Counties across the country have conducted tick surveillance going back to 1996 and the CDC identified counties as having at least six black-legged tick sightings in a year as having an established tick population.  They found that the eastern black legged tick (Ixodes scapularis) has doubled its range in the past 20 years and is now in 46% of US counties while the western black-legged tick (I. pacificus) has remained about the same at 4% of counties.  More disturbing, in the Northeast, the risk of Lyme disease from tick bites is up over 300% from the 1990s.
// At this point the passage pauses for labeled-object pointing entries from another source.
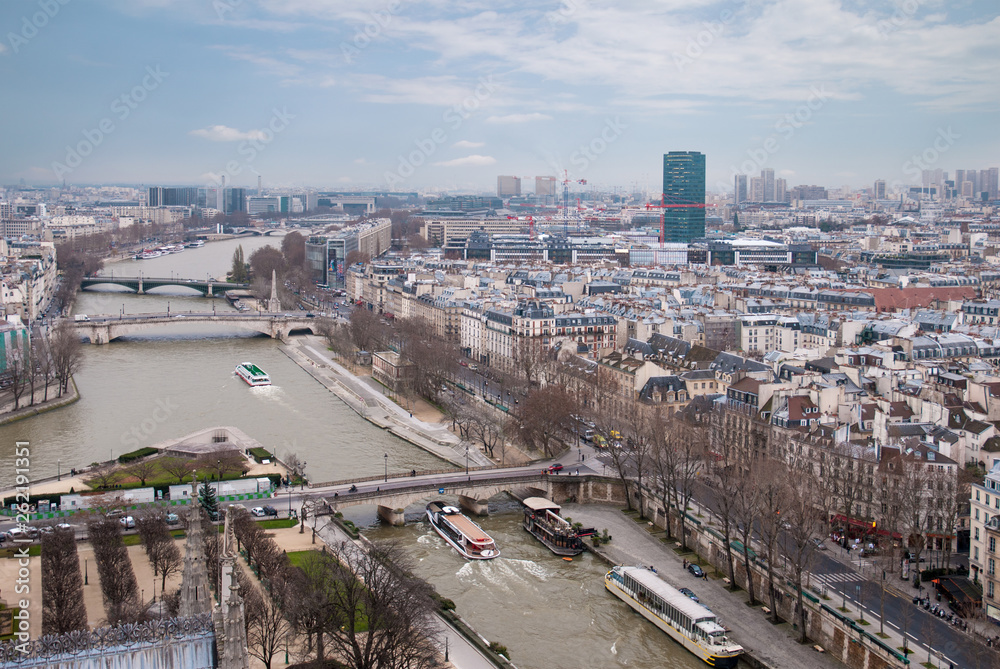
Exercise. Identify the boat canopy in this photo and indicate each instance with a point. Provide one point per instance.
(537, 504)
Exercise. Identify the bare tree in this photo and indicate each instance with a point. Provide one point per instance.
(63, 610)
(161, 549)
(382, 616)
(175, 466)
(542, 417)
(104, 475)
(118, 584)
(66, 354)
(143, 469)
(267, 625)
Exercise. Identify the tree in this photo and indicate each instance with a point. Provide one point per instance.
(104, 475)
(381, 616)
(63, 610)
(143, 469)
(66, 354)
(240, 273)
(161, 549)
(118, 584)
(542, 417)
(267, 625)
(209, 500)
(175, 466)
(18, 373)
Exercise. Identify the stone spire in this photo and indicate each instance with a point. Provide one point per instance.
(274, 304)
(195, 597)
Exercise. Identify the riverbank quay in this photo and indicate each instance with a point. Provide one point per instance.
(309, 352)
(71, 396)
(770, 646)
(463, 646)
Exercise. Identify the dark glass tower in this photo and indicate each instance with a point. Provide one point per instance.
(683, 196)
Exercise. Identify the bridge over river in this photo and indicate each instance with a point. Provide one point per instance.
(140, 284)
(105, 328)
(473, 489)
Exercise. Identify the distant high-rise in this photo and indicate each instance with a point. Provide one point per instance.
(740, 189)
(684, 192)
(508, 186)
(767, 177)
(545, 186)
(878, 192)
(991, 182)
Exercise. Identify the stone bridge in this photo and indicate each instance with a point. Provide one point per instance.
(141, 284)
(104, 329)
(473, 494)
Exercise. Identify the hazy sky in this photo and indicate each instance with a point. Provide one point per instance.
(413, 94)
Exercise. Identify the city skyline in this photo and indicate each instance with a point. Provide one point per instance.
(414, 96)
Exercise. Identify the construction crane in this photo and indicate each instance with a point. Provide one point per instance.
(673, 204)
(566, 181)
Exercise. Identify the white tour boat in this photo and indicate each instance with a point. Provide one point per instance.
(252, 374)
(464, 535)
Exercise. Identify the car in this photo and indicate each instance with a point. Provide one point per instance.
(687, 593)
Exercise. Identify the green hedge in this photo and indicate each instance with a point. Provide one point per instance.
(259, 453)
(126, 458)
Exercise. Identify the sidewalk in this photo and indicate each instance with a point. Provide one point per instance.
(361, 395)
(774, 645)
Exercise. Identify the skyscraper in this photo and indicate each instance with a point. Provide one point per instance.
(879, 191)
(767, 176)
(508, 186)
(684, 195)
(740, 189)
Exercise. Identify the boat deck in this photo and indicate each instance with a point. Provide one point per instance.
(468, 528)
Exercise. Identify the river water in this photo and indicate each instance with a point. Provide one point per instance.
(143, 389)
(550, 613)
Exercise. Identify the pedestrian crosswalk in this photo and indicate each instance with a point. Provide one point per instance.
(837, 578)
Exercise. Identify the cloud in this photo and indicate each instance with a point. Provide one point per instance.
(519, 118)
(223, 133)
(475, 160)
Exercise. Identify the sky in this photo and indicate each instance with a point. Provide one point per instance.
(413, 95)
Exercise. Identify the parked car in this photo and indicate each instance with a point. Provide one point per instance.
(687, 592)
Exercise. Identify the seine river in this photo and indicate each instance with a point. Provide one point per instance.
(166, 383)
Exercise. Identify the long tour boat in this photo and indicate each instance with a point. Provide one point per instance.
(542, 519)
(689, 623)
(252, 374)
(464, 535)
The CDC has many tips for preventing tick bites on their website at and the main tips include avoiding areas of thick vegetation if possible and if you cannot, wearing long sleeves and long pants, tucking your pants legs into your socks, applying 0.5% permethrin spray to clothing and outdoor gear, and using 20% DEET products on skin or clothes to avoid tick bites.  Equally as important, when you come back after a trip through the woods, check yourself and your pets for ticks and bathe or shower right away.  Even if you are bitten by a tick it will be a day or two before Lyme disease is passed into your body so you have a window where you can remove the tick without increasing your risk of infection.  If you haven’t noticed a tick that has been on you for more than 48 hours or you do not know how long it has been there, remove the tick and call your doctor because early use of antibiotics can prevent the serious symptoms of Lyme disease such as stiffened painful joints from occurring and you might just get a mild rash.